By Tom Winnifrith | Monday 17 October 2016
Disclosure: I have no positions in any stocks mentioned, and no plans to initiate any positions within the next 72 hours. I wrote this article myself, and it expresses my own opinions. I am not receiving compensation for it (other than from ShareProphets). I have no business relationship with any company whose stock is mentioned in this article.
There is a philosophical game called the fishing village. And today we saw this played out in reality by Avanti Communications (AVN) as it struggles to avoid insolvency.
In the fishing village the fishermen are told that in order to stop stocks being wiped out all must cut their catch by 50%. If all do that then all will be able to eak out a meagre existence. If there is no quota cut the fish are wiped out and everyone starves. So collectively they are all best placed to agree to a quota cut.
But if one fisherman can cheat and land a full catch he will be minted. As long as no-one else knows then fish stocks will be preserved and he is a big winner. But if all fishermen start cheating then all are wiped out. What would you do as a fisherman?
So on 16 September Avanti told its bondholders that it would like to make interest payments due on 1st October a bit later and not by paying cash but by handing out even more debt. If bondholders did not agree then Avanti would be in a dire cash position within weeks and bond holders might risk immediate haircuts which might threaten year end bonuses.

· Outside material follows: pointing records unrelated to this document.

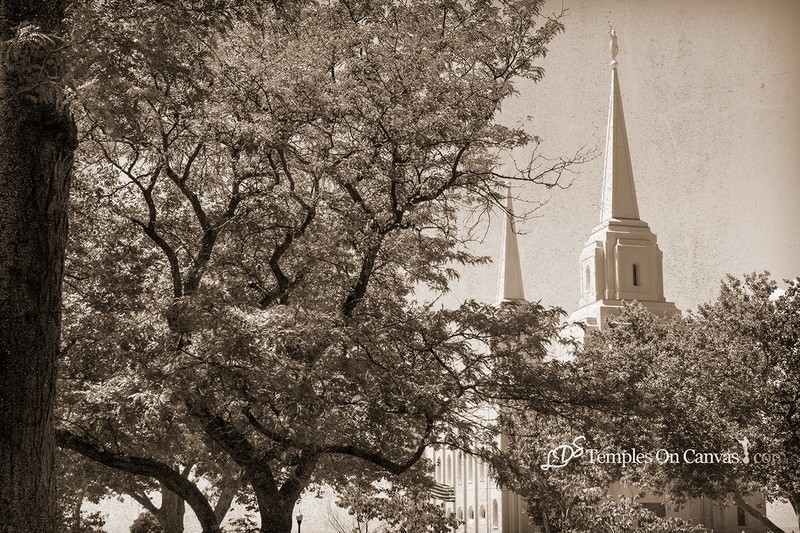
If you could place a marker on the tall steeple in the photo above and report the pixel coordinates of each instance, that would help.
(509, 287)
(619, 192)
(621, 260)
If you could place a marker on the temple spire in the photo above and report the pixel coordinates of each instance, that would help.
(619, 192)
(510, 283)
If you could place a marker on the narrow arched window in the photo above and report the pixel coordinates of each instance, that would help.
(448, 476)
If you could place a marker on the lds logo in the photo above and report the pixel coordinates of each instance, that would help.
(561, 455)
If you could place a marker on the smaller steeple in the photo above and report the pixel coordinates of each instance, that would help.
(619, 192)
(509, 287)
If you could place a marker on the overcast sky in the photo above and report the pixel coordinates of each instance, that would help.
(711, 94)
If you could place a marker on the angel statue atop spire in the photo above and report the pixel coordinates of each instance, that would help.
(614, 46)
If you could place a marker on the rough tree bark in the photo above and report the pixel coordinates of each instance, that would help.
(37, 140)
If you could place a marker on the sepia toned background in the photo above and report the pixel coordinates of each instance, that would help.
(711, 94)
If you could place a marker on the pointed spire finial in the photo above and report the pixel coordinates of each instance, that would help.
(510, 282)
(614, 47)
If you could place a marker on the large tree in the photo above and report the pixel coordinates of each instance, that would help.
(261, 193)
(37, 139)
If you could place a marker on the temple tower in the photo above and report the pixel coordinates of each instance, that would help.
(621, 260)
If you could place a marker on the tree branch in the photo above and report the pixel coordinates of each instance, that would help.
(143, 466)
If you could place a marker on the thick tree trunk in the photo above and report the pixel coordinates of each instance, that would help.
(276, 515)
(170, 515)
(223, 505)
(37, 140)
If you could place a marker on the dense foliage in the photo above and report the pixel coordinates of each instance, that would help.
(718, 389)
(261, 191)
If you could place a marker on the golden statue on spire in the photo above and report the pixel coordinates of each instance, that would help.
(614, 46)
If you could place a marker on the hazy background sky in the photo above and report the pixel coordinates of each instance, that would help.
(711, 94)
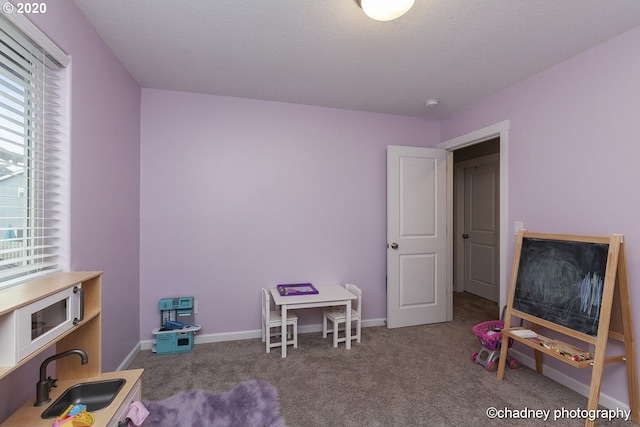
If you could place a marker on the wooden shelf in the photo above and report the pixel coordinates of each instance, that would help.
(533, 343)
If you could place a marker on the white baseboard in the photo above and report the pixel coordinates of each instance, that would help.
(605, 400)
(129, 359)
(244, 335)
(562, 378)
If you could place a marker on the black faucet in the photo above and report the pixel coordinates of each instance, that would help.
(45, 384)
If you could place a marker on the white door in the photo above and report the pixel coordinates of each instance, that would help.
(481, 230)
(416, 236)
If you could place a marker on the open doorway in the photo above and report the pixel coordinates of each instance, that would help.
(500, 131)
(476, 229)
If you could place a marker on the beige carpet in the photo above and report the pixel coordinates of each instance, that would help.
(415, 376)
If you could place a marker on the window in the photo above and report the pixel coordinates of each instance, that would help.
(33, 151)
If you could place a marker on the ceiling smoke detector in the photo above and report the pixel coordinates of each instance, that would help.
(431, 103)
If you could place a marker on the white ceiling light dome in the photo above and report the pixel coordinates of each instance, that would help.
(386, 10)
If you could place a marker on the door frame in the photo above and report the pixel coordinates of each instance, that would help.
(501, 130)
(459, 204)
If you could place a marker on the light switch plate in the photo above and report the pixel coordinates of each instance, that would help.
(519, 225)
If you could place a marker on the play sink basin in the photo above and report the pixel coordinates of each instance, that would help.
(96, 395)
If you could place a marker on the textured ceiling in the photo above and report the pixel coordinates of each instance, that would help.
(328, 53)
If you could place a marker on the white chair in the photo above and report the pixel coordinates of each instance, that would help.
(272, 319)
(338, 315)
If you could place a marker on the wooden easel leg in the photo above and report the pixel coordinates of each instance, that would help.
(502, 362)
(594, 389)
(629, 345)
(538, 356)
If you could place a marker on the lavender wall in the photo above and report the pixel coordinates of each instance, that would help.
(240, 194)
(573, 155)
(105, 156)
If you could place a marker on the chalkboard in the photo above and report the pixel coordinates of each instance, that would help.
(561, 282)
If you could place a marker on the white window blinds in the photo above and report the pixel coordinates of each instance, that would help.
(33, 181)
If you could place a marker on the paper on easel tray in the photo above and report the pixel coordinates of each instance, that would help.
(523, 333)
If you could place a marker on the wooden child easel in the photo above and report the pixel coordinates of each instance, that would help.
(591, 310)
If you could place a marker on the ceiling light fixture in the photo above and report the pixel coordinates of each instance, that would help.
(386, 10)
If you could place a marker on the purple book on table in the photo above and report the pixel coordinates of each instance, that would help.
(296, 289)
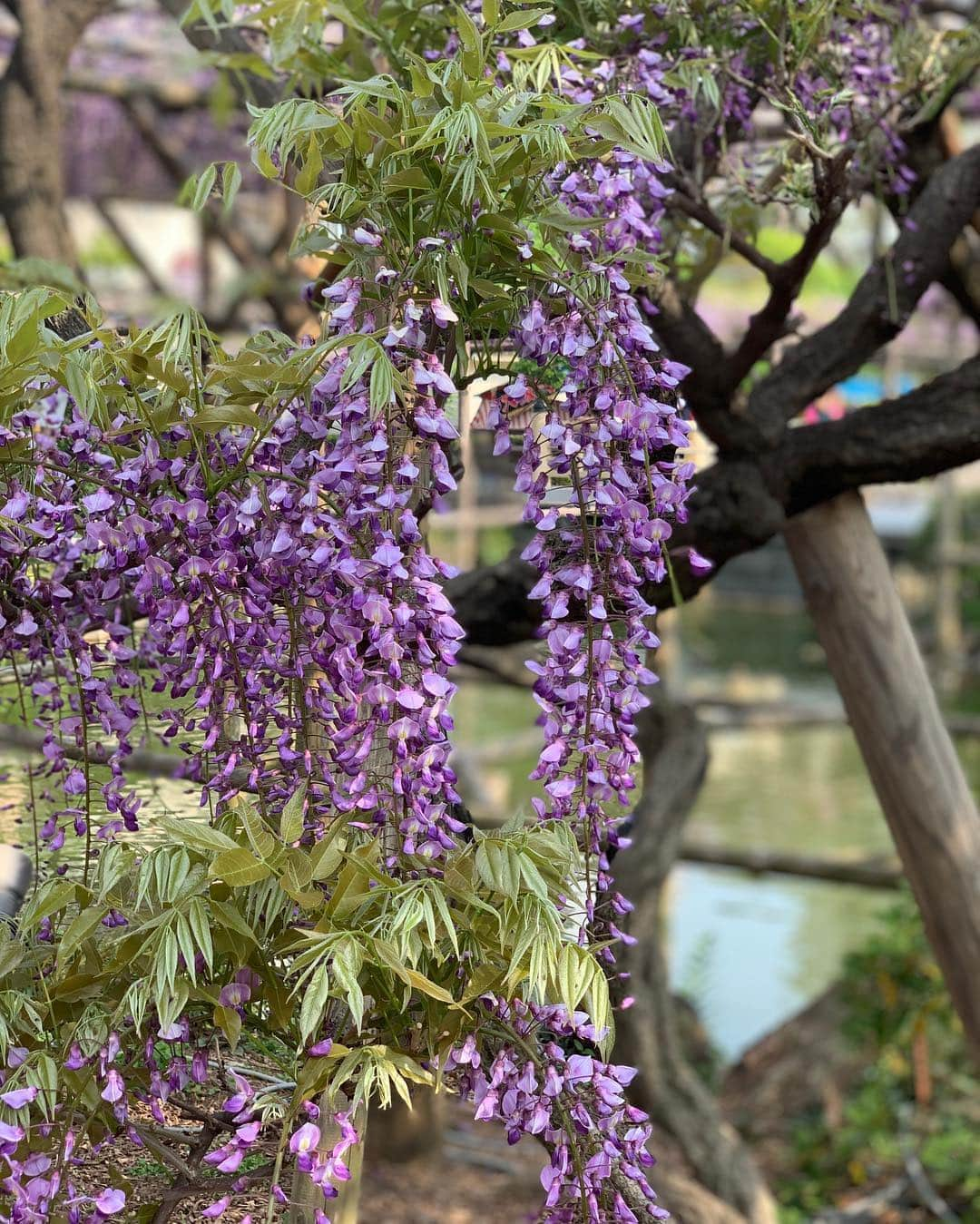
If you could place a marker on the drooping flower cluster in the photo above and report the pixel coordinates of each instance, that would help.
(573, 1102)
(278, 573)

Naturally bond holders did not want that to happen but equally they did not want to take on more debt which Avanti can't hope to service, let alone repay. Today we learned that 89.5% of bondholders, by value, had agreed to be good fishermen and take more bonds. 10.5% of bondholders, however, relied on the others being good fishermen and opted to take cash instead. They are the smart ones.
The net effect is that the cash cost of this interest payment has been slashed from $32.25 million to $3.39 million, for a total cash saving of approximately $28.00 million, net of the Consent Payment. Aha what is that? Er it is a fee equating to 2% interest on the loan notes who did not take cash so that would be another $5.6 million. So the cash saving is actually just $22.4 million but the cost is that there is an additional $28 million
of debt in issue.
This deal also means that Avanti now has until New Year''s eve to publish its accounts for the year to June 30th 2016 and its Q1 numbers. On the basis that it has not run out of cash by then, which is far from a given, those reports are unlikely to make pleasant reading for shareholders.
The shares are off a tad at 24.5p - 25p but in essence the equity is truly worthless, this company is "owned" by its bondholders. The shares remain a clear sell with a very plausible case for a target price of 0p.